The bottom line is that the author is looking for a political solution to solve spiritual problems. Human nature is broken and neither BLM nor any other political interest group can fix the human heart. Civil government was established in part to restrain the acts of evil doers but only God and His Bride the Church can mend the flaws and brokenness inside people. Sin divides us from each other. Dr. King’s vision of a colorblind society is ultimately the work of God’s Holy Spirit. Until we get the logs out of our own eyes, we are ill equipped to get the splinter out of our neighbors. Malkia Devich-Cyril needs to start at the Cross not with Karl Marx if he truly wants to improve the lot of all lives; Black or otherwise.

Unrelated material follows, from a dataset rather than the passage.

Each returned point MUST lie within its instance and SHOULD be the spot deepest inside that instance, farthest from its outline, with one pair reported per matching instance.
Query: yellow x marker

If BLM was mobilizing their community to shun Planned Parenthood—an organization founded to eliminate Blacks via genocide—and advocating that they look to God and not Washington for assistance, then I would take them a lot more seriously when they claim to be a force for good. Until then, I regard them as a criminal organization using hate and intimidation to achieve political and social aims. Sadly, Some Black Lives Matter is a proudly Marxist organization and thus will never look to God for true justice. Ironically, theirs are much the same tactics that the KKK has historically used on Blacks. Is this an example of the saying that “you become like what you hate?”

Better to love the hell out of someone than beat it out of them.